Si hubiese venido al mundo en Viena o en Salzburgo, la historia, seguramente, habría sido otra. Pero Eduardo Ocón nació en Benamocarra el 12 de enero de 1833, y esto le convierte, 175 años después, en objeto de reivindicación. La Orquesta Filarmónica de Málaga, como corresponde, ha asumido la iniciativa y ofrecerá mañana en el Teatro Cervantes un concierto dedicado íntegramente al compositor. La oportunidad la pintan calva para recordar a una figura indispensable del llamado nacionalismo musical español, cuyo legado demuestra que este fenómeno fue mucho más allá de lo que dio Manuel de Falla.

La trayectoria vital y artística de Eduardo Ocón permanece ligada a la Catedral de Málaga, en la que ingresó como seise con 7 años de edad. Recibió su primera instrucción musical en el templo y ya a los 13 años compuso un miserere que llamó poderosamente la atención de sus maestros. Esta precocidad, por la que fue comparado con Mozart, le permitió completar con quince años sus estudios de órgano, piano y composición. En 1848, Ocón fue nombrado ministro de canto de la Catedral, cargo que mantuvo durante seis años hasta que decidió abandonarlo para consagrarse al libre desarrollo de su trabajo como músico. Sólo un año después, sin embargo, regresaría a la Basílica como segundo organista, ya en una situación privilegiada que le permitiría trabajar a conciencia y con gran dedicación en sus numerosas composiciones.

Como todo músico, Ocón fue hijo de su época. La mayor parte de su producción musical es significativamente religiosa y se interpretaba en las primeras iglesias de la capital, verdaderos escaparates de las formas compositivas decimonónicas con bastante más asiduidad que los teatros. Junto a los órganos, casi todas las festividades solemnes solían contar con una orquesta para el deleite polifónico de los autores. Igualmente, la burguesía, que en Málaga se hizo especialmente pujante gracias al desarrollo industrial de los Heredia, Larios y compañía, tenía en la música su capricho predilecto y no había casa de postín que careciera de profesor de canto, instructor de piano e intérprete instrumental para las fechas señaladas. Ambos márgenes del río beneficiaron al de Benamocarra, el más solicitado tanto en los altares beatos como en los salones familiares más perfumados.
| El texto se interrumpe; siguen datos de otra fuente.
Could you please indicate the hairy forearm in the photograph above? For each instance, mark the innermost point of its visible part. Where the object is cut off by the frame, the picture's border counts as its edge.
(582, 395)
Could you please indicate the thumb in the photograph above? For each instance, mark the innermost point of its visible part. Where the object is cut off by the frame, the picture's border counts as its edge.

La posición en la Historia de la música de Eduardo Ocón remite, inevitablemente, a su trabajo como compositor. Su Motete al Santísimo ya anunció en 1854 las bases de su estética, con un estilo muy conservador en las formas y en la armonía pero de altísima solvencia técnica. Según el dictamen unánime de la crítica, su principal valor reside en la naturalidad y fluidez con la que construye los argumentos musicales, con una sencillez aparente que nace de la necesidad al musicalizar los textos de la liturgia pero que termina convirtiéndose en distintivo de su inspiración. Este ágil sentido del decir musical contribuyó de manera decisiva a la popularidad de sus obras más allá de Málaga hasta toda España y buena parte de Europa. Zarzuelas, cantatas y muy especialmente la producción religiosa, con ejemplos como el impresionante Miserere, prolongaron el genio hasta la misma muerte de Ocón en 1901.

Adscrito a las corrientes nacionalistas, el malagueño publicó en Leipzig en 1874 una recopilación de canciones populares españolas armonizadas para canto y piano. Éste fue el trampolín esencial, con permiso de Falla, que permitió a la tradición ibérica ganar su sitio en Europa junto a otros nacionalismos eternos, como los de Sibelius y Tchaikovski. Al igual que el gaditano, Ocón vivió en París durante tres años y aprendió las bondades de la modernidad musical, que aplicó gustoso a sus amadas armonías mediterráneas. El siglo XIX, en suma, no habría sido el mismo sin él.